Reasonable Adjustments - Bitesize Video


Access arrangements, including modified question papers, enable students with special educational needs, disabilities or temporary injuries to take tests, exams and assessments.

Guidance is issued by the Government and examination boards.  The guidance is updated each year, usually in the autumn term.

View the current guidance here:

2019 Key stage 1: assessment and reporting arrangements (ARA) (opens a link on GOV.UK)

2019 Key stage 2: assessment and reporting arrangements (ARA)  (opens a link on GOV.UK)

GCSE and A level (opens a link on the AQA website)
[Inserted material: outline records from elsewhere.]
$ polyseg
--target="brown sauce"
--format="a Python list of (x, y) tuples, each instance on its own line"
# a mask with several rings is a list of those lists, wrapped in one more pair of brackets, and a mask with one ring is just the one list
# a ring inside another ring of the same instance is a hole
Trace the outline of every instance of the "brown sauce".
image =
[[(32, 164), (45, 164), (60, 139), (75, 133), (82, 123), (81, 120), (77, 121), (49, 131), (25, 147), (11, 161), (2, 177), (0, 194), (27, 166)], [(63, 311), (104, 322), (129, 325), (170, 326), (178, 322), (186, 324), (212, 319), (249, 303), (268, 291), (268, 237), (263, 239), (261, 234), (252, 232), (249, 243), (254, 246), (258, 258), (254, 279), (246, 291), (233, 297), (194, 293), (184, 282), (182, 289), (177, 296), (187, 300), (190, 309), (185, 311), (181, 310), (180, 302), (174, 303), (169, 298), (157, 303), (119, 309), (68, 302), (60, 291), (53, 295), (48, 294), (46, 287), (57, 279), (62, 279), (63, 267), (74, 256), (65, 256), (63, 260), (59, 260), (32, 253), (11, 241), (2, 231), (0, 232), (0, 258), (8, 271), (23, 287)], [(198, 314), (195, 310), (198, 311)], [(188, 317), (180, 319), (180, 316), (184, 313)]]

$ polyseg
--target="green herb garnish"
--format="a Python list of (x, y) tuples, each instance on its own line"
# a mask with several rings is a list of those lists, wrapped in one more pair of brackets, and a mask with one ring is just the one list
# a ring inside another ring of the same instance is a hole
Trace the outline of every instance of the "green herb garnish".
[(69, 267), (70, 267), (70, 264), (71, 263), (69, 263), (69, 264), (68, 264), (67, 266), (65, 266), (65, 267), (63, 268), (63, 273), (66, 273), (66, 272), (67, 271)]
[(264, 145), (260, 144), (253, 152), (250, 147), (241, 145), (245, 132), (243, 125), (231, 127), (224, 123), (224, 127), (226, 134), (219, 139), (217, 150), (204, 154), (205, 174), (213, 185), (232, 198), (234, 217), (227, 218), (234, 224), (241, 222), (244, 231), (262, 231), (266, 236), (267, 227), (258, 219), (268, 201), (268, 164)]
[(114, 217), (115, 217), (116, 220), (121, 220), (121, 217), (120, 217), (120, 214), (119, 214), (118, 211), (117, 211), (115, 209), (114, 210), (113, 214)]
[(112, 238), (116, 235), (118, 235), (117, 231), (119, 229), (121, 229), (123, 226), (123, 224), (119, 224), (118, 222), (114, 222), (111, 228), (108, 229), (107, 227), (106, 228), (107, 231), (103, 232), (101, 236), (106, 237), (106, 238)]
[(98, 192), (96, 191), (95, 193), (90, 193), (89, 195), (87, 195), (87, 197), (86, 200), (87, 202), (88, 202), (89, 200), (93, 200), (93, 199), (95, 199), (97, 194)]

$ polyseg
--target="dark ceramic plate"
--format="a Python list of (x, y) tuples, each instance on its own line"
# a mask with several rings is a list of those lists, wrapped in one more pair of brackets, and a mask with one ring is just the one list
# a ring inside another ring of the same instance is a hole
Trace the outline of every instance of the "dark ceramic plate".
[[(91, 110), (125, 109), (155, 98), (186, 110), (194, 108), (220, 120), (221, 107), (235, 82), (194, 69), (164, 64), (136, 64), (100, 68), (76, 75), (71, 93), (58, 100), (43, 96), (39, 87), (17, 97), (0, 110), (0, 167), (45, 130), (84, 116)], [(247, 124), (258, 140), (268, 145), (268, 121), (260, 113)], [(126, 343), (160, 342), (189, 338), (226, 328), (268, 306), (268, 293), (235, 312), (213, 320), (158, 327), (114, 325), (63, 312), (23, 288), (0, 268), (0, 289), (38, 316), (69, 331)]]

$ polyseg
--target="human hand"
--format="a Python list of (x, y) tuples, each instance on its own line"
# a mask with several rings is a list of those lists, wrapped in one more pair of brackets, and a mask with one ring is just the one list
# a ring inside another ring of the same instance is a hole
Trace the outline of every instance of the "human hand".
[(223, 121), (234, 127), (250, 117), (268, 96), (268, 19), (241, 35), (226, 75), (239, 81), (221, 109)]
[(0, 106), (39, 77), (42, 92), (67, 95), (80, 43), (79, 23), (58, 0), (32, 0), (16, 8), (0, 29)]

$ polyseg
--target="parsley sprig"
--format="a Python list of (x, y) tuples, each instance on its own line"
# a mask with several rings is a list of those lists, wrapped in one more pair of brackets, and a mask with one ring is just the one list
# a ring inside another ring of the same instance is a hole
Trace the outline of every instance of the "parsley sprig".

Exam accommodations for Autistic Students

Autistic students may face additional challenges when taking exams, such as sensory overload.  Having recognised these challenges, the DfE commissioned the Autism Education Trust (AET) to develop guidance around accommodations[1] to help teachers and exam officers support autistic students to demonstrate fully their knowledge and skills in qualifications. The guide was written specifically to support autistic students being entered for GCSEs, but the principles and good practice examples can be applied to all public examinations.

The guide includes tips on:

The availability of access arrangements

The Joint Council for Qualifications (JCQ) publishes requirements for the most common access arrangements for GCSEs etc.  Access arrangements include reasonable adjustments that are needed to make exams accessible for candidates who have disabilities.  A reasonable adjustment may be unique to that individual and may not be included in the JCQ’s list of available access arrangements.

Preparing the student

In order to prepare autistic students for taking exams, teachers should be familiar with the exam content and formatting so that they can provide individualised guidance and support.  It is good practice to make use of any available previous papers and practice material.